Rechtspraak
Gerechtshof 's-Hertogenbosch (Locatie 's-Hertogenbosch), 3 juni 2014
ECLI:NL:GHSHE:2014:1641
werknemer/Havam Automotive B.V.
Werknemer (geboren 1949) is sinds 1981 in dienst van Havam Automotive. Op grond van de toepasselijke cao geldt voor werknemer een VUT-regeling (VUtech). Daarnaast neemt werknemer deel aan een vroegpensioenregeling (met kapitaaldekking) (hierna: VPtech). In de voorwaarden van VPtech staat dat het onmiddellijk ingaat zodra iemand niet langer in de branche werkzaam is en de leeftijd van 61 jaar heeft bereikt. Met werknemer is op enig moment gesproken over beëindiging van de arbeidsverhouding. Werknemer heeft toen duidelijk gemaakt dat vanwege financiële verplichtingen voor hem het netto-inkomen gelijk moest blijven. Daarop heeft Havam onderzocht of het mogelijk zou zijn de werknemer een aanvulling te doen toekomen tot aan zijn gewone pensioenleeftijd. Uiteindelijk zijn partijen tot elkaar gekomen en heeft werknemer de beëindigingsovereenkomst getekend. Thans beroept werknemer zich op dwaling, stellende dat hij enkel de VUtech en niet ook de VPtech wenste aan te spreken voor zijn pensioenleeftijd. Hij vordert aanvullende vergoeding op grond van artikel 6:230 BW. Havam stelt zich op het standpunt dat werknemer beter had moeten en kunnen weten.
Het hof oordeelt als volgt. Het hof is van oordeel dat werknemer terecht heeft aangevoerd dat op Havam uit oogpunt van goed werkgeverschap de verplichting rustte om afdoende informatie te verstrekken met betrekking tot een regeling als de onderhavige. Anders dan Havam meent, is onvoldoende dat werknemer zelf ook informatie kon inwinnen bij het pensioenfonds. Het ging hier immers om een beëindiging van een erg lang dienstverband en, hoewel werknemer niet onwelwillend stond tegenover een beëindiging van de arbeidsovereenkomst, ging het initiatief daartoe uit van Havam (vgl.
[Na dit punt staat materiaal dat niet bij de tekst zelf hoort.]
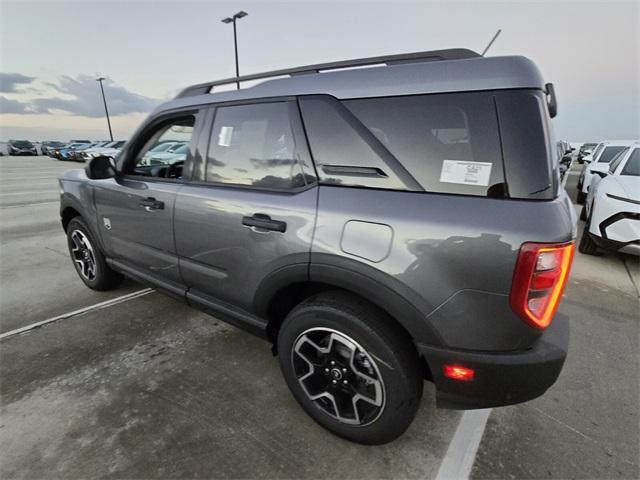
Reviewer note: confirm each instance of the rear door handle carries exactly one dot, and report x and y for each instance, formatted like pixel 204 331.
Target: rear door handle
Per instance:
pixel 264 222
pixel 151 204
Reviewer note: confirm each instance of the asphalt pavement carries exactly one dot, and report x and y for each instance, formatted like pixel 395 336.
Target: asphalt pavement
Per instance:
pixel 150 388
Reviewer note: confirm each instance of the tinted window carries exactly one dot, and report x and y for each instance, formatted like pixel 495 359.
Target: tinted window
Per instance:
pixel 615 161
pixel 449 143
pixel 344 151
pixel 608 153
pixel 633 164
pixel 257 145
pixel 151 162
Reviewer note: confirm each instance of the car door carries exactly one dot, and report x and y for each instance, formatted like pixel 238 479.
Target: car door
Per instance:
pixel 135 209
pixel 251 209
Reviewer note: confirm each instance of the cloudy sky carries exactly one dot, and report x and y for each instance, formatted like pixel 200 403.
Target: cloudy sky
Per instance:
pixel 52 51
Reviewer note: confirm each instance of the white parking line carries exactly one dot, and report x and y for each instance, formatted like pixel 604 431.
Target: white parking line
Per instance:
pixel 458 461
pixel 90 308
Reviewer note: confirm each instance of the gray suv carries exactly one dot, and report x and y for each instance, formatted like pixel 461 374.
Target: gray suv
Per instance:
pixel 379 225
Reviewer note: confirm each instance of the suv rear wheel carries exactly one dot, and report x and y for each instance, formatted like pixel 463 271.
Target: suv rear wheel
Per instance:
pixel 88 259
pixel 587 245
pixel 350 367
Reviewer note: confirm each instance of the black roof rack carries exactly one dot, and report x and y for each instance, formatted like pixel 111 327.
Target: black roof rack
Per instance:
pixel 434 55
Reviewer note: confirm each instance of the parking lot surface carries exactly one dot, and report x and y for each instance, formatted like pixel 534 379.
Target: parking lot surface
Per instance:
pixel 150 388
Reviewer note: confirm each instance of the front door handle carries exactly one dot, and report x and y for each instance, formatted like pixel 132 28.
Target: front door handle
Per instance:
pixel 264 222
pixel 151 204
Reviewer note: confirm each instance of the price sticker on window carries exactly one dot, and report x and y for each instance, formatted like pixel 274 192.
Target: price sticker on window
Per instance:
pixel 224 137
pixel 466 173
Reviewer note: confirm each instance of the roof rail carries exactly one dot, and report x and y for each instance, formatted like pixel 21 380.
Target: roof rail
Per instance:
pixel 434 55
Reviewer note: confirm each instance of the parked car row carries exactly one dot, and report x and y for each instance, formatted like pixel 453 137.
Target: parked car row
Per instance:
pixel 609 189
pixel 83 150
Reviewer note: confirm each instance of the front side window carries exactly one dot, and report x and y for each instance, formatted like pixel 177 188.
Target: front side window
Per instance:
pixel 632 167
pixel 151 161
pixel 615 161
pixel 608 153
pixel 257 145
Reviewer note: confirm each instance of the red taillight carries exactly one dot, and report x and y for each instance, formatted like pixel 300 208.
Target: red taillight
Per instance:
pixel 458 372
pixel 538 281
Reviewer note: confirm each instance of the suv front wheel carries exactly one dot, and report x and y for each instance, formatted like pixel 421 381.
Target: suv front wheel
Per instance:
pixel 351 367
pixel 87 258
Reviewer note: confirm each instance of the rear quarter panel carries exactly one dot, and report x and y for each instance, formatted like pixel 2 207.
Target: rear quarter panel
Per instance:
pixel 455 254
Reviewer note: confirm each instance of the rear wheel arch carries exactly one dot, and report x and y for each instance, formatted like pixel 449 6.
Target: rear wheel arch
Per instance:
pixel 282 291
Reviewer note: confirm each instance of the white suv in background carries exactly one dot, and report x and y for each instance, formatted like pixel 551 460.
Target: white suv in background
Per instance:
pixel 612 209
pixel 603 154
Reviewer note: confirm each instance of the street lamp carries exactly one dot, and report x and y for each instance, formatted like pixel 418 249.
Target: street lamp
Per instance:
pixel 100 79
pixel 233 19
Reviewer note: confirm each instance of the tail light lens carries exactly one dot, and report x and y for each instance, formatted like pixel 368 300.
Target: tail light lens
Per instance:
pixel 538 281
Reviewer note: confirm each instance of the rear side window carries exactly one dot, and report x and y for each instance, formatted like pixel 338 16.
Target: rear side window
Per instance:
pixel 632 167
pixel 344 151
pixel 257 145
pixel 609 153
pixel 448 142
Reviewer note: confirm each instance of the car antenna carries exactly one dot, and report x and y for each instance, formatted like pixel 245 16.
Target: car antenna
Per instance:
pixel 491 42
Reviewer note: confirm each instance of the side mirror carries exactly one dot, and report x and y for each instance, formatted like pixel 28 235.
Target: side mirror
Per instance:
pixel 100 168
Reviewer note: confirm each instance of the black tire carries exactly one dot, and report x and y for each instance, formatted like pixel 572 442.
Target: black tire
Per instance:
pixel 385 350
pixel 587 245
pixel 100 276
pixel 583 213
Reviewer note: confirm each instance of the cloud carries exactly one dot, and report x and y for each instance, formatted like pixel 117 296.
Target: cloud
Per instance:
pixel 9 81
pixel 12 106
pixel 87 100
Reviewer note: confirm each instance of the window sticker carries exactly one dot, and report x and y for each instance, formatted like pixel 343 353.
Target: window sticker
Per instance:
pixel 224 137
pixel 466 173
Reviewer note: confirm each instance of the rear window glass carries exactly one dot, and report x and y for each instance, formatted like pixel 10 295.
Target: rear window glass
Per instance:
pixel 608 153
pixel 448 142
pixel 616 160
pixel 632 167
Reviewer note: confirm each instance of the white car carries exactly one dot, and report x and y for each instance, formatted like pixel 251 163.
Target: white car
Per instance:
pixel 176 153
pixel 613 209
pixel 601 157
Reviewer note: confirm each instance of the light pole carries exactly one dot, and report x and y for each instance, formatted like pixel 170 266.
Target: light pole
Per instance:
pixel 100 79
pixel 233 19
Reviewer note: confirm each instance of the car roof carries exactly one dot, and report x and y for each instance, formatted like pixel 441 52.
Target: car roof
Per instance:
pixel 474 73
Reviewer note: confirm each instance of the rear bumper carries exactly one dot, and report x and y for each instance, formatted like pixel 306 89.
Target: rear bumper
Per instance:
pixel 500 378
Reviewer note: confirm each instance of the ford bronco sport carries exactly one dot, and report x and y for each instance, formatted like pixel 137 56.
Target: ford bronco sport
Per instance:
pixel 378 225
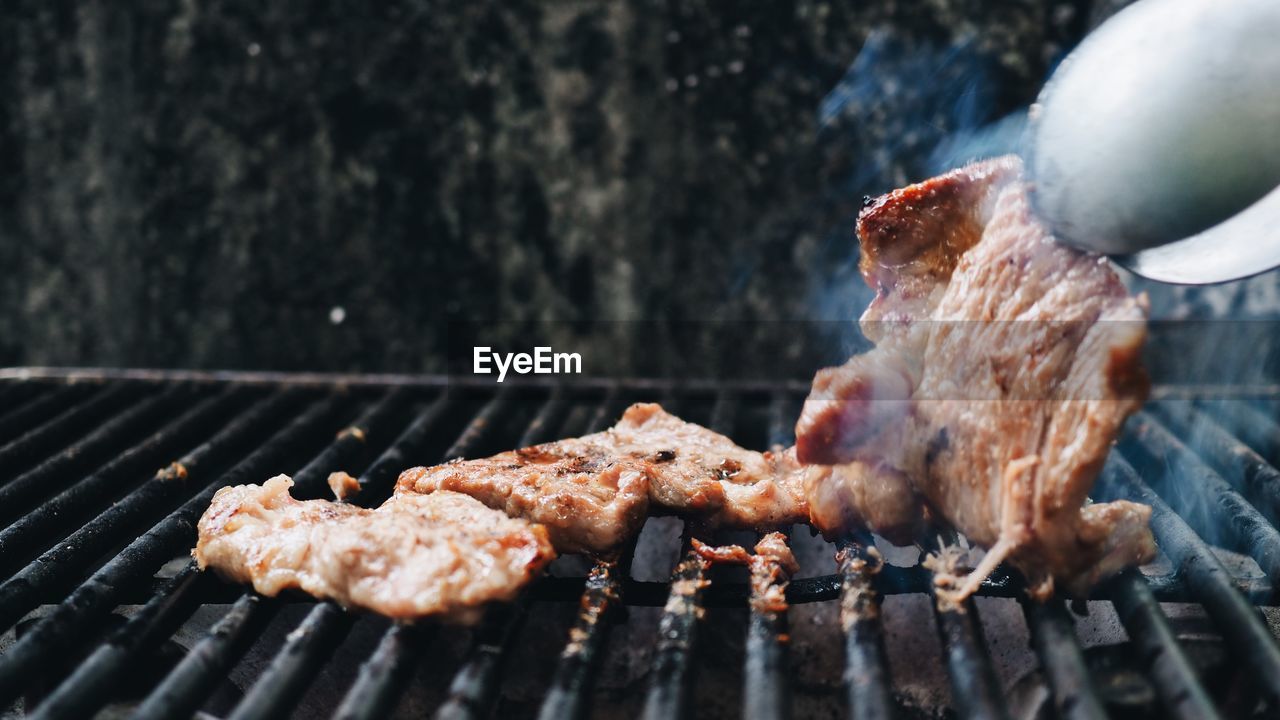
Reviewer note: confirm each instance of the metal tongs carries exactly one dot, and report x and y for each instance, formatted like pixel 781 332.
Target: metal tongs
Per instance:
pixel 1157 141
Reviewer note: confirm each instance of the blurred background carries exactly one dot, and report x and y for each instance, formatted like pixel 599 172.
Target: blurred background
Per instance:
pixel 343 186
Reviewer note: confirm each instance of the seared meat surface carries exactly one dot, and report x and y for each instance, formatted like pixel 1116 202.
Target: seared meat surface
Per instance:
pixel 594 492
pixel 443 554
pixel 1005 367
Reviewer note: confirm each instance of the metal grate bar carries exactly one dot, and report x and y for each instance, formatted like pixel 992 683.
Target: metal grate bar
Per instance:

HR 19 september 2003, ECLI:NL:HR:2003:AI0829 (Marks/Albert Schweitzer Ziekenhuis)). Veronderstellenderwijs ervan uitgaande dat Havam wist dat het niet tot uitkering komen van de VPtech voor werknemer van belang was, dan had zij daarvan uitdrukkelijk melding moeten maken. Havam heeft gesteld dat zij tijdens het gesprek op 2 maart 2012 de berekening met werknemer heeft doorgenomen. Havam heeft weliswaar gesteld dat zij de berekening heeft besproken met werknemer, maar niet duidelijk is of toen ook de onderliggende berekeningen van de VUtech en de VPtech aan werknemer zijn getoond en zijn besproken. Indien dat het geval is geweest, dan leidt dat tot het oordeel dat Havam heeft voldaan aan haar informatieplicht en dat van dwaling geen sprake is. Het betreft hier geen bevrijdend verweer van Havam, maar een stelling die werknemer aan zijn vordering ten grondslag heeft gelegd (dat hij niet naar behoren is geïnformeerd door Havam). Ook daarvan draagt werknemer dus de bewijslast.